Online Program

Return to main conference page

All Times ET

Wednesday, June 2
Machine Learning
Shaping Decisions with Classification and Clustering
Wed, Jun 2, 1:10 PM - 2:45 PM
TBD
 

Spectral Clustering of Mixed-Type Data (309695)

*Felix Mbuga, San Jose State University 
Cristina Tortora, San Jose State University 

Keywords: Cluster analysis, Spectral Clustering, Mixed-type data

Cluster analysis seeks to assign objects with similar characteristics into groups called clusters such that objects within a group are similar to each other and dissimilar to objects in other groups. Most popular clustering methods work on either quantitative continuous data or qualitative (categorical) data. Among them, spectral clustering has been shown to perform well in different scenarios on continuous data: it can detect convex and not-convex clusters, it is robust to outliers, and can detect overlapping clusters. However, the constraint on continuous data can be limiting in real applications where data are often of mixed-type, i.e. data that contains both continuous and categorical features. This paper looks at extending spectral clustering to mixed-type data.

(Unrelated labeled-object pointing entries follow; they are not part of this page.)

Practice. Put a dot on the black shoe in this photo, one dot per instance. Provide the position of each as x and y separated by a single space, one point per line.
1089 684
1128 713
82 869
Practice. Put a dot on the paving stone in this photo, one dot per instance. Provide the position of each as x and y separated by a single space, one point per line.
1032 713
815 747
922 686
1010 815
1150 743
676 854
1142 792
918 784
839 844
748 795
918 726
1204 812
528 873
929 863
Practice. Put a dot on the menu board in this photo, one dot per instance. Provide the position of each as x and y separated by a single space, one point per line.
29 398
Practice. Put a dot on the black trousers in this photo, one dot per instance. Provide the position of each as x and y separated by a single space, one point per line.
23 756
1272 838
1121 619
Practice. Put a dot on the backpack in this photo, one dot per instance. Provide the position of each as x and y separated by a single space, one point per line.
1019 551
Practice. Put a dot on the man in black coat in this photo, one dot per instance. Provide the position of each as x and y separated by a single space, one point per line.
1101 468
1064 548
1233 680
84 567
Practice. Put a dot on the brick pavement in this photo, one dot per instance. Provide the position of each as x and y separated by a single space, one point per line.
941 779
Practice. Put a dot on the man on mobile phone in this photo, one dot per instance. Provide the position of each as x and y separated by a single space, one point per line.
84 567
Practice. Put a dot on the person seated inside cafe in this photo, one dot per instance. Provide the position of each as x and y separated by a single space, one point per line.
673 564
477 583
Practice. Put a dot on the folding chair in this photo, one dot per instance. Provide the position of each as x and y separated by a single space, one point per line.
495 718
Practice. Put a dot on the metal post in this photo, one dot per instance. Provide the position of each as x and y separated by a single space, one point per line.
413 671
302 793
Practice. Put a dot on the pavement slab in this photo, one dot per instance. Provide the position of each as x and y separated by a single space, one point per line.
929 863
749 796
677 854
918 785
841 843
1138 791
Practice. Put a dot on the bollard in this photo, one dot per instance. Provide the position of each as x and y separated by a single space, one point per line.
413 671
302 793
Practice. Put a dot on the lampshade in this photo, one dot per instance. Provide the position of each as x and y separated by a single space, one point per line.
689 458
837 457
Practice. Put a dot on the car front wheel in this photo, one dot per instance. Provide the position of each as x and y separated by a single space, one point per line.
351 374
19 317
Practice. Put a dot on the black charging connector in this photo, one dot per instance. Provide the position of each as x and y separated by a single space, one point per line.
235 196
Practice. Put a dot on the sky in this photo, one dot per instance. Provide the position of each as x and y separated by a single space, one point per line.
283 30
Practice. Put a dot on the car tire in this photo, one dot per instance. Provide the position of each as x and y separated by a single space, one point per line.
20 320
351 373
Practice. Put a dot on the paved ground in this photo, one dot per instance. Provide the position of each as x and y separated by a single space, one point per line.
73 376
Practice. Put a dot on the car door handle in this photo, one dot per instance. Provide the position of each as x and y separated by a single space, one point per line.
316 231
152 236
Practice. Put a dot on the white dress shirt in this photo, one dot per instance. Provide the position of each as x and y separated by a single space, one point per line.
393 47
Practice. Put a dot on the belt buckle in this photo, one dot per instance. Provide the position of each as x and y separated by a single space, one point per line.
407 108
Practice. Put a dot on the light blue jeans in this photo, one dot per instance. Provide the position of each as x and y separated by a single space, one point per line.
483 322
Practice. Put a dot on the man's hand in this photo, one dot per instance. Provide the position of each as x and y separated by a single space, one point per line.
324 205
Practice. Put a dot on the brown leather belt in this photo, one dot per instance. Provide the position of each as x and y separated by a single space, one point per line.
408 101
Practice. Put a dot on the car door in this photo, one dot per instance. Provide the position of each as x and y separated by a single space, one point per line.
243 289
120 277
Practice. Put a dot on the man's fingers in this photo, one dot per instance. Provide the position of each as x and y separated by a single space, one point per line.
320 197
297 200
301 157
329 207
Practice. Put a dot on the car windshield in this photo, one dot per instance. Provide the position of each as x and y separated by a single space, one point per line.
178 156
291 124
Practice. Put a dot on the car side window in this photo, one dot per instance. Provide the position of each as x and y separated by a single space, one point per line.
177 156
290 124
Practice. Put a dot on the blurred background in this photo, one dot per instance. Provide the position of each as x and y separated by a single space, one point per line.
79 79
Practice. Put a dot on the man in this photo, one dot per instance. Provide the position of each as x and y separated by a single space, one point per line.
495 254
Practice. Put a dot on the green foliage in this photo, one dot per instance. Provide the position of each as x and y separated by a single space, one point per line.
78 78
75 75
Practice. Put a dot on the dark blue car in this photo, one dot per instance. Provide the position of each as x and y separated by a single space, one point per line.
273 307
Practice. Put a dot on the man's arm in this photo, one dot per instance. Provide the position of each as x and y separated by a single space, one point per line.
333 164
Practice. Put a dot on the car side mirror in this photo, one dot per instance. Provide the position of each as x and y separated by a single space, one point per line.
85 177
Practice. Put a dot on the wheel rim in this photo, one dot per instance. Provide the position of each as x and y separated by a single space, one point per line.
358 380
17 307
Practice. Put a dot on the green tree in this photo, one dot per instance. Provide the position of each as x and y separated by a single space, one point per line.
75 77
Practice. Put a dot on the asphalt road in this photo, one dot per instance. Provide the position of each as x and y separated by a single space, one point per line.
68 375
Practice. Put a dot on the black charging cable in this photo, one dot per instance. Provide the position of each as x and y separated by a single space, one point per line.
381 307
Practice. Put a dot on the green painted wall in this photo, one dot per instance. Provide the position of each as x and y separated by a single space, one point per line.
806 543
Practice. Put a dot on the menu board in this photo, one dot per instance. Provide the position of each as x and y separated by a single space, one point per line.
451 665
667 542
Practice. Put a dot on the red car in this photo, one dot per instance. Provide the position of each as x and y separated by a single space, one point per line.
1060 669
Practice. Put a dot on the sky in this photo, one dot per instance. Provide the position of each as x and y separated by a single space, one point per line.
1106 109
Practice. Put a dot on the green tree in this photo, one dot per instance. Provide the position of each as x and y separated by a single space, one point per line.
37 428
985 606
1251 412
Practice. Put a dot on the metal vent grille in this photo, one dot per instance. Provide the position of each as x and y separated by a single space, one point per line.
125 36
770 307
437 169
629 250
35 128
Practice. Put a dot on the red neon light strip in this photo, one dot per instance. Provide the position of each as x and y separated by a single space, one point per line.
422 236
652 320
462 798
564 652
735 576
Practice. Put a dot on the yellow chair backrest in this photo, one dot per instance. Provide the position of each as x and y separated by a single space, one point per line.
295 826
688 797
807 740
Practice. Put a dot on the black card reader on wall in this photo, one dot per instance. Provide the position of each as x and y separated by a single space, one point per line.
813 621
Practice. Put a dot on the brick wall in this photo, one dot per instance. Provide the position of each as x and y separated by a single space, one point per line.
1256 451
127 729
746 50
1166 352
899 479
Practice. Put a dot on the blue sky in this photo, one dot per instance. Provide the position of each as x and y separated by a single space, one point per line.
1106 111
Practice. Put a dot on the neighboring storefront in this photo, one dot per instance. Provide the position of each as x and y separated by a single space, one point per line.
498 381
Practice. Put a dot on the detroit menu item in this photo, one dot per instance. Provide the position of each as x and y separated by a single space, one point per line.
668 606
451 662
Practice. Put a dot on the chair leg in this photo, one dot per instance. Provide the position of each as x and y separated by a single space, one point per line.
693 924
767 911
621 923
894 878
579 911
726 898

The new method replaces the Euclidean based similarity distance used in regular spectral clustering with different dissimilarity measures for continuous and categorical variables. A global dissimilarity measure is than computed using a weighted sum, and a Gaussian kernel is used to convert the dissimilarity matrix into a similarity matrix. The new method includes an automatic tuning of the variable weight and kernel parameter. The performance of spectral clustering in different scenarios are compared with that of two state of the art mixed-type data clustering methods, k-prototypes and KAMILA, using several real and simulated data sets. The simulated data were design to test the effect of several factors on the clustering performance, specifically we tested the effect of: different number of clusters (2 or 4), the degree of overlap in the variables, the number of continuous-categorical variables, the number of levels in the categorical variable, and whether or not the clusters were balanced (number of points per cluster).